As for the dependence of cleaning efficiency on the concentration of chromium ions, it was approximately the same at a concentration from 20 to 50 mg/l, reaching around 40-50 percent. Test solutions with concentrations over 50 mg/l kill the plant in 24 hours, with cleaning efficiency dropping to 30 percent, closer to 100 mg/l. The model solution, as myriad-leaf, shows relatively higher efficiency with low concentrate solutions among the whole range of studied chromium concentrations in water, but much less than the plant itself (by 20-30 percent ).
The research also focused on the possibility of recovering phosphate ions from water using myriad-leaf. This is of interest because phosphates that penetrate the environment lead to rapid development of algae. The optimal time of contact of the plant and the phosphate solution was 6-6.5 hours, with cleaning efficiency reaching 56 percent.
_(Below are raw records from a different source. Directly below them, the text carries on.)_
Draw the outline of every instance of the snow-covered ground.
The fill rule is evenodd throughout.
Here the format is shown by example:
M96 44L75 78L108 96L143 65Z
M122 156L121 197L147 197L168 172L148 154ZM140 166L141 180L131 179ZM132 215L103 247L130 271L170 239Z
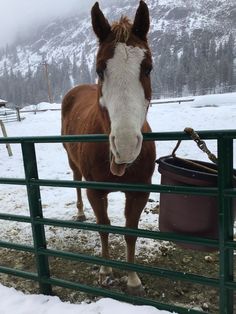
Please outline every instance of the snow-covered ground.
M39 104L37 109L60 108L60 105ZM24 108L26 110L27 108ZM33 108L35 109L35 108ZM46 111L37 114L24 113L25 119L22 122L12 122L6 124L8 136L42 136L60 134L60 111ZM192 127L195 130L219 130L236 128L236 93L208 95L195 97L193 102L181 104L159 104L153 105L149 109L148 120L152 130L155 132L183 131L185 127ZM208 147L217 154L215 141L207 141ZM157 157L168 155L175 146L175 142L158 142ZM20 145L12 145L13 156L8 157L5 145L0 145L0 173L1 177L23 178L24 169L21 156ZM196 144L186 141L181 144L178 150L179 156L192 159L207 160ZM71 170L68 166L67 156L61 144L37 144L36 155L38 161L39 177L41 179L70 180ZM236 154L234 154L234 164L236 165ZM160 175L157 168L153 176L153 183L159 183ZM72 219L76 213L75 191L74 189L44 187L41 189L44 216L57 219ZM89 222L94 222L91 207L85 199L83 191L86 215ZM149 206L156 206L159 195L151 194L154 200ZM1 212L11 214L28 215L28 204L26 190L22 186L4 186L0 189ZM124 225L124 218L120 211L121 204L124 204L122 193L111 193L109 196L109 216L113 225ZM153 205L152 205L153 204ZM143 212L140 228L158 229L158 215L150 215ZM55 230L47 230L47 239L55 237ZM69 232L60 230L57 236L64 239ZM32 243L31 228L27 224L17 222L7 222L0 225L1 240L14 241L17 243ZM97 239L97 234L95 235ZM88 238L88 246L94 247L95 236ZM142 249L142 243L138 241L137 251ZM152 241L145 240L145 246L151 247ZM151 307L134 307L119 303L117 301L102 299L90 305L71 305L61 303L56 297L26 296L13 289L0 285L1 314L35 314L41 313L167 313L158 311Z
M91 304L70 304L58 297L24 295L0 285L1 314L168 314L151 306L134 306L112 299Z

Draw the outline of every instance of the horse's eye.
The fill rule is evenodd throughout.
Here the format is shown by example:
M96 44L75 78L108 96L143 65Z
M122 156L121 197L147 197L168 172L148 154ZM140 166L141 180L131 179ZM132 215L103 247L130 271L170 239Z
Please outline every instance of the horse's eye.
M102 70L102 69L97 69L97 75L98 75L98 77L100 78L100 80L101 81L103 81L104 80L104 70Z
M145 69L145 75L146 76L149 76L151 74L151 72L152 72L152 67L149 67L149 68Z

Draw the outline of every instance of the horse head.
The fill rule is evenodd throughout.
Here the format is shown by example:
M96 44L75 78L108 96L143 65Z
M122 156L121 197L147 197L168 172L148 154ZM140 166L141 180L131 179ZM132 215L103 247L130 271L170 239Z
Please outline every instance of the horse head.
M140 154L151 100L152 57L147 42L149 11L140 1L133 24L126 17L109 24L96 2L92 25L99 39L96 71L99 106L109 116L111 172L122 176Z

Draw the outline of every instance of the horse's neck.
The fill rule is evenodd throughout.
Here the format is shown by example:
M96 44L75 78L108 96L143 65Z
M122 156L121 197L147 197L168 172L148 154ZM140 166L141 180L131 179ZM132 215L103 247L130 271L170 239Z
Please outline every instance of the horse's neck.
M93 111L94 126L99 133L109 134L111 131L111 123L109 114L106 108L103 108L99 101L95 104L95 110Z

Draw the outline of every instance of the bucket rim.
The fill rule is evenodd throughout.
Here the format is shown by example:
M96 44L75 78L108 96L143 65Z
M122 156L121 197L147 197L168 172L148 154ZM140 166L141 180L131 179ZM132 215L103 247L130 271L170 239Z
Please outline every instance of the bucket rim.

In this experiment, dynamic conditions were used, which are those in which the model solution is directly flown through a plant mass during a certain period of time, as well as static conditions, which is when a particular amount of the model solution is in the retort for a certain period of time. In this case cleaning efficiency was 17.5 percent. In a study of the activity of microorganisms located on the surface of myriad-leaf, cleaning efficiency was 14 percent.
Thanks to support from the Alcoa foundation, nearly 10 articles on the results of studies have been published. Seminars are organized on an on-going basis, as well as lectures for students and professionals in the field of phytoremediation that have been attended by 200 students. Of note, these findings are the first in the study of myriad leaf as a sorbent of various components, and found that the plant may be used for treating sewage as a higher water plant at biological treatment facilities in industry by studying the properties of this plant and also utilizing the self-restorable properties of water bodies. Our research was used in student practical laboratory studies as a visual example of sewage phytocleaning processes.